Qu’est-ce qui vous a motivé, en tant que jeune, à rejoindre le monde syndical ?

J’ai travaillé dans la zone franche, ou plutôt la «zone souffrance». J’y ai vécu les longues heures de travail, les salaires misérables, l’insécurité de l’emploi. À une époque où il n’y avait même pas de salaire minimum, les compagnies pouvaient fermer du jour au lendemain sans explication, sans indemnité. Même en tant que chef de département, je me suis élevé contre ces injustices, prenant des risques pour défendre mes collègues – locaux comme étrangers. Mon engagement est né de cette révolte. J’ai été inspiré et guidé par des figures comme Jack Bizlall, Ashok Subron, Dev Ramano ou encore Rajen Valayden. Depuis 2016, je trace ma voie dans le militantisme, avec ce que j’appelle mon Inqalab Zindabad 2.0.

À force de compromis, les syndicats ont-ils perdu leur âme de combat ?

Non, du moins pas à la General Workers Federation (GWF). Nous restons fermement engagés pour la cause des travailleurs. L’exploitation, quelle qu’elle soit, nous la dénonçons. Nous ne faisons pas de compromis en faveur des gro palto. C’est inscrit dans notre ADN. La GWF va bientôt célébrer ses 55 ans. Nous sommes fiers de notre héritage et déterminés à faire évoluer nos luttes. Je voudrais d’ailleurs répondre à Lindsay Rivière, qui a déclaré que le syndicalisme mauricien accuse un retard par rapport aux modèles européens. Je dirais qu’il faut contextualiser. Maurice est une jeune nation avec ses réalités. Nous avons nos forces, nos faiblesses et notre taux de syndicalisation peut – et doit – progresser. Malgré les obstacles, on s’organise, on modernise nos méthodes, on avance.

Quels sont, selon vous, les combats prioritaires pour les années à venir ?

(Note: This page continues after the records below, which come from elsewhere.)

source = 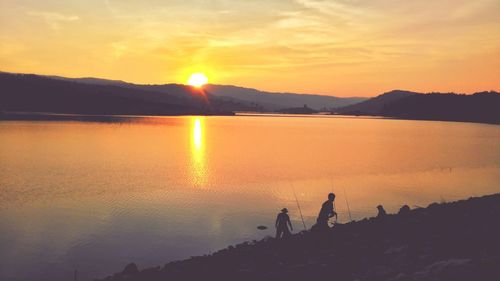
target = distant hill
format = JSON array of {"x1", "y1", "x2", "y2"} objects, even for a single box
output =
[
  {"x1": 337, "y1": 90, "x2": 418, "y2": 115},
  {"x1": 0, "y1": 72, "x2": 254, "y2": 115},
  {"x1": 336, "y1": 90, "x2": 500, "y2": 124},
  {"x1": 278, "y1": 105, "x2": 318, "y2": 114},
  {"x1": 205, "y1": 84, "x2": 367, "y2": 111},
  {"x1": 47, "y1": 76, "x2": 367, "y2": 112}
]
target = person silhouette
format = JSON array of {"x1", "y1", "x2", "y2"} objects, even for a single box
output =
[
  {"x1": 276, "y1": 208, "x2": 293, "y2": 239},
  {"x1": 315, "y1": 193, "x2": 337, "y2": 231},
  {"x1": 377, "y1": 205, "x2": 387, "y2": 218}
]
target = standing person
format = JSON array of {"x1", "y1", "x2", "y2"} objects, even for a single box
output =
[
  {"x1": 315, "y1": 193, "x2": 337, "y2": 231},
  {"x1": 276, "y1": 208, "x2": 293, "y2": 239}
]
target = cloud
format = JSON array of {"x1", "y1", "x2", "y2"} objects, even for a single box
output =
[{"x1": 27, "y1": 11, "x2": 80, "y2": 31}]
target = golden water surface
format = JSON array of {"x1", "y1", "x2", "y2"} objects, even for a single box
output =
[{"x1": 0, "y1": 116, "x2": 500, "y2": 280}]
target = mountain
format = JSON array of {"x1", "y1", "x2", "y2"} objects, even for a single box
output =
[
  {"x1": 0, "y1": 72, "x2": 254, "y2": 115},
  {"x1": 47, "y1": 76, "x2": 366, "y2": 111},
  {"x1": 336, "y1": 90, "x2": 500, "y2": 124},
  {"x1": 205, "y1": 84, "x2": 367, "y2": 111},
  {"x1": 337, "y1": 90, "x2": 418, "y2": 115}
]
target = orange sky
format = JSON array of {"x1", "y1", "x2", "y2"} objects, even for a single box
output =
[{"x1": 0, "y1": 0, "x2": 500, "y2": 96}]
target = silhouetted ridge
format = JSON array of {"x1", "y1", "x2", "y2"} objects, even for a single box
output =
[
  {"x1": 0, "y1": 73, "x2": 253, "y2": 115},
  {"x1": 337, "y1": 91, "x2": 500, "y2": 124},
  {"x1": 206, "y1": 84, "x2": 367, "y2": 111}
]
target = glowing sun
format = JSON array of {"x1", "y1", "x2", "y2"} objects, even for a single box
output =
[{"x1": 188, "y1": 73, "x2": 208, "y2": 88}]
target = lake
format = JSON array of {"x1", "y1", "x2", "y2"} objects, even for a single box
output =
[{"x1": 0, "y1": 116, "x2": 500, "y2": 281}]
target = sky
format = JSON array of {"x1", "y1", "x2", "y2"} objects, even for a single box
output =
[{"x1": 0, "y1": 0, "x2": 500, "y2": 97}]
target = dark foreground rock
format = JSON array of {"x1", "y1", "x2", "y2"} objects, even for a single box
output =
[{"x1": 97, "y1": 194, "x2": 500, "y2": 281}]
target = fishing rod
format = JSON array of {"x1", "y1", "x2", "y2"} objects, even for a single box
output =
[
  {"x1": 291, "y1": 184, "x2": 307, "y2": 230},
  {"x1": 344, "y1": 187, "x2": 352, "y2": 221},
  {"x1": 330, "y1": 178, "x2": 338, "y2": 226}
]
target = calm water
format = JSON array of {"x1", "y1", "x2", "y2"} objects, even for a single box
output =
[{"x1": 0, "y1": 116, "x2": 500, "y2": 280}]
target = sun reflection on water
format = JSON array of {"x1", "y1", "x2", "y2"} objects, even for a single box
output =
[{"x1": 191, "y1": 117, "x2": 207, "y2": 188}]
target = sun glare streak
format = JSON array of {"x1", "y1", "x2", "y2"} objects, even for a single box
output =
[
  {"x1": 193, "y1": 118, "x2": 203, "y2": 150},
  {"x1": 191, "y1": 117, "x2": 207, "y2": 188}
]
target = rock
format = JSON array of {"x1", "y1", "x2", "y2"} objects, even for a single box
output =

Les défis sont nombreux. L’intelligence artificielle, l’automatisation et la robotisation vont bouleverser le monde du travail. Il faut anticiper, former, s’adapter. Nous devons aussi freiner l’exode des compétences, renforcer la protection sociale, améliorer les lois du travail, faire aboutir la semaine de 40 heures pour préserver l’équilibre familial. Face au changement climatique, des mesures concrètes s’imposent: une loi sur les disaster leaves, une meilleure protection contre les conditions extrêmes. Il est également urgent de revoir les mécanismes de sanctions disciplinaires, souvent utilisés de manière abusive, et de protéger les syndicalistes victimes de licenciements politiques.

La liste est longue, mais le message est clair : il faut repenser notre système avec pour priorité «la vie avant le profit». Le 1er-Mai, nous voulons en faire un moment fort de mobilisation pour l’émancipation des travailleurs dans ce monde en pleine mutation.